Hi,
A few of us discussed this proposal in the #tor-dev IRC earlier this week.
There are still a few things in the proposal that we found confusing. (Some of these things are our mistakes in tor-spec, which were copied to the proposal. We’re working on fixing them in tor-spec.)
Once the proposal has been revised, we would like to: * try condensing the proposal into an algorithm in pseudocode * estimate how it will perform compared to Tor’s current relay crypto * write a tor-spec patch based on the proposal
Here’s a summary of our feedback:
Changing the Proposal Structure
We’re confused by 3.1 and 3.2, which seem to be duplicate sections using different notation.

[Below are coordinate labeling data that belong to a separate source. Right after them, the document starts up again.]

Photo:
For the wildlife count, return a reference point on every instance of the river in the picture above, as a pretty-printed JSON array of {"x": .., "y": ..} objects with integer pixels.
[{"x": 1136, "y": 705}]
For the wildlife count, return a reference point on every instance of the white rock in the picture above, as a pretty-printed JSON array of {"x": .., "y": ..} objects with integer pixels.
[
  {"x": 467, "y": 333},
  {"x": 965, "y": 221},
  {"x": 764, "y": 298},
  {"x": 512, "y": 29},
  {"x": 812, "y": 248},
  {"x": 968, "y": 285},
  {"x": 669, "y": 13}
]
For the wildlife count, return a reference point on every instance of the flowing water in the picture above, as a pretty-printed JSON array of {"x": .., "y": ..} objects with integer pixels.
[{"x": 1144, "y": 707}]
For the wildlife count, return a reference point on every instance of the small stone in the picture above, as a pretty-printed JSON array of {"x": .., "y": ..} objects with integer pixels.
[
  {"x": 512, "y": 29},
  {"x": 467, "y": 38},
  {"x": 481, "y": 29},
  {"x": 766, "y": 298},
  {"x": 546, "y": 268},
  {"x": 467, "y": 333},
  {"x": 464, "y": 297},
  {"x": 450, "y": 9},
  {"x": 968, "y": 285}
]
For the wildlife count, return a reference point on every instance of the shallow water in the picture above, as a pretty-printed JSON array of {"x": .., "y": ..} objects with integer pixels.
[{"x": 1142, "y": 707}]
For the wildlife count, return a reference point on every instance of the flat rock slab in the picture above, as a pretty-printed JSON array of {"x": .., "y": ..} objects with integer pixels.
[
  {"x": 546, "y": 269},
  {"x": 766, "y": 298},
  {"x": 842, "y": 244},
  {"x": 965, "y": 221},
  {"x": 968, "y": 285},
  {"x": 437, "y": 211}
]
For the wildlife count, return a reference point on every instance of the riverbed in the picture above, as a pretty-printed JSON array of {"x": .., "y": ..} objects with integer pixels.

We think the following structure would help us understand the proposal better: * 3.1. Describe key derivation for a single hop circuit, like tor-spec section 5.2.2 at: https://github.com/torproject/torspec/blob/master/tor-spec.txt#L1210 * 3.2. Describe encryption and decryption for a single-hop circuit, like tor-spec sections 0.3 and 0.4 at: https://github.com/torproject/torspec/blob/master/tor-spec.txt#L77 https://github.com/torproject/torspec/blob/master/tor-spec.txt#L124 * 3.3. Describe encryption and decryption for multi-hop circuits, based on the latest tor-spec section 5.5 at: https://github.com/torproject/torspec/pull/27/files#diff-390fa89f5c74e769e6e...
Making Re-Keying and Tweaking more Explicit
Tor’s current cell crypto keeps the AES-CTR counters synchronized and incrementing, while this proposal sems to derive them from the cell contents.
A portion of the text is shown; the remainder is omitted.